After five decades of distributing a free smile, chacha left this earth. He left behind a sum of ten thousand rupees and a request that his life’s savings be used for building another couple of rooms in the girls' school. It was said that chacha once had a daughter whom he wanted to educate but just could not, as she died very young after contacting small pox.
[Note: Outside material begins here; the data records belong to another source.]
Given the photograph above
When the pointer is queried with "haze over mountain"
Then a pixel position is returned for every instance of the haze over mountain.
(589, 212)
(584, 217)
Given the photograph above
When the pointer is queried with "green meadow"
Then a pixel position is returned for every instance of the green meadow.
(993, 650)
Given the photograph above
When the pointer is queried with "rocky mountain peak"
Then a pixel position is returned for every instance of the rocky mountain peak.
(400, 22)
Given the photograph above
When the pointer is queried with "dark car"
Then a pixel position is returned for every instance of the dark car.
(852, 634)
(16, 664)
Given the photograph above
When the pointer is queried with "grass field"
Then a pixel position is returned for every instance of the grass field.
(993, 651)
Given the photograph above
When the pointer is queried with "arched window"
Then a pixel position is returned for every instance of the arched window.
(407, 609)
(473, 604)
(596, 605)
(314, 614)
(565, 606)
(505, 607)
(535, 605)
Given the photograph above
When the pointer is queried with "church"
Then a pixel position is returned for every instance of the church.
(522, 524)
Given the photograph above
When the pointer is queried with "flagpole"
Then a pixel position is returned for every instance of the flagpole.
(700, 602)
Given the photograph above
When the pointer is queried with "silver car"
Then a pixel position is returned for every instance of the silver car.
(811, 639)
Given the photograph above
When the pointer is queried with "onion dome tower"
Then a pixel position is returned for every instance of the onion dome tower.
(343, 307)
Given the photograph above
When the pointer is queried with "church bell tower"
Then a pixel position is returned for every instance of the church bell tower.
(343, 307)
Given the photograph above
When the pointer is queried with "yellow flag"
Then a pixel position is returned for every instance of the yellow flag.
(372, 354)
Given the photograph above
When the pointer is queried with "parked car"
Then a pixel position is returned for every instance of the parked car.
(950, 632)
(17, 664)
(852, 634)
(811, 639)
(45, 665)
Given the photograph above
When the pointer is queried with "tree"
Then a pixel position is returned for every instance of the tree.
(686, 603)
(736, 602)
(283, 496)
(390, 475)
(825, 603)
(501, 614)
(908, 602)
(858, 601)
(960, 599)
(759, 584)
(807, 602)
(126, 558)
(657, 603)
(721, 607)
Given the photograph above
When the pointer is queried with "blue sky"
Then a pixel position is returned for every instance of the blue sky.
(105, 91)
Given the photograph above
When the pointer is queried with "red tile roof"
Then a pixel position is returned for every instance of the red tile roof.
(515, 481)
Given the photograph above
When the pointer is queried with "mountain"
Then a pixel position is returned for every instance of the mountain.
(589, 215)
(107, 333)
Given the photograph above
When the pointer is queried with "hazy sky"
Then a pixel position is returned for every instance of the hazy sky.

On Saturday mornings everybody, and especially the young ones, waited anxiously to hear a certain voice. Suddenly, when the distant voice was heard, loud and clear ‘chhanchhanwar de Chhole’ (chhanchhanwar is for Saturday in the local lingo), the children would just shoot out. The much-awaited voice was that of a half–blinded person named ‘Raw’. ‘Chhole’ or a special dish of ‘Kabuli Chanas’ as we know today, was prepared and sold by ‘Raw’ only on Saturdays. For the remaining six days of the week he would be at the railway platform with his iron bucket and a brass ‘Lota’ offering sweet and potable water to the thirsty. And God help anyone who dared to offer him a penny in return. ‘The clouds don’t charge us anything when they release the water that they carry’ was his argument.
If you ever visited Raw’s house, the aroma of the spices for ‘chhanchhan war de Chhole’ would greet you. Right next to his house lived Qayyum Din the celebrated cobbler or ‘Jooti maker’. His specialty was the bridal foot wear with ‘Tilla’ - golden embroidery on leather. If asked to make a pair for a prospective bride his question would be ‘ How many roses’? If you replied "a dozen", you could be sure that the ‘jooti’ he made would be equal in weight to a dozen roses from ‘Choha Saidan Shah’ a veritable rose garden nurtured by a hilly stream of water brought about by a miracle perpetrated by a Sufi faqir named ‘Saidan Shah’.